2016-06-30
"My childhood passed decades ago," Lowell Prins announces, at the beginning of "Romey's Place," James Calvin Schaap's newest novel. With that, Prins exiles James Calvin Schaap's newest novel to the misty land of memory-a prison that Romey's Place never escapes.

Schaap, a professor of English at Dordt College in Iowa, has written two previous novels intended for Christian readers, and both were awarded prizes by the Christian press. Once limited to prairie romances and allegorical knockoffs of C.S. Lewis or J.R.R. Tolkien, Christian writers have begun experimenting with other forms, like the coming-of-age novel Schaap offers here in the recollections of Lowell Prins.

Prins, the son of a small town minister, promises to tells us a story that has shaped his life. "What happened there years ago," he solemnly tells us, "I will never forget." Schaap then keeps us hanging on until the last thirty pages of the book, as the adolescent Prins wanders from one crisis to another before revealing the unforgettable scene.

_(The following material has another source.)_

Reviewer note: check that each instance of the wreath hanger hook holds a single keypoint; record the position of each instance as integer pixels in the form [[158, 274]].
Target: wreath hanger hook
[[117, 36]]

Even then, the adult Prins has a way of intruding on his adolescent self's payoff with a narrative-arresting asides. "Just for a second she looked at me," Schaap writes, in the middle of a torrent of unfolding events. "In a way I'll never forget, in a way my memory has preserved and maybe even exaggerated over the years-but in a way I later came to believe was something of the approval she didn't get from my grandfather, the warrant the old preacher wouldn't give her, even though the two of us-me and grandpa-finally and surely agreed at that moment on the state of Cyril's soul." After that summation, we're returned to the impending tragedy, but by this time the reader has wandered off for a cup of tea.

It's not just the ending, either. Most of "Romey's Place" moves like the narration to a slide-show of someone's vacation. At every turn, the adult Lowell shows up to nail down the meaning of each event in stultifying detail. Caught smoking, young Lowell is confronted by a distraught father and weeping mother: "I was just a kid," Lowell Prins says, "almost less than that, a child-but for years that bedroom moment has taught me all I need to know about the tenacity of the human will, the instinct to protect oneself at all costs, even if it means lying some more." There's nothing wrong with drawing a moral from your story, but Schaap is so busy telling us what to think of these scenes that we're never permitted to experience them.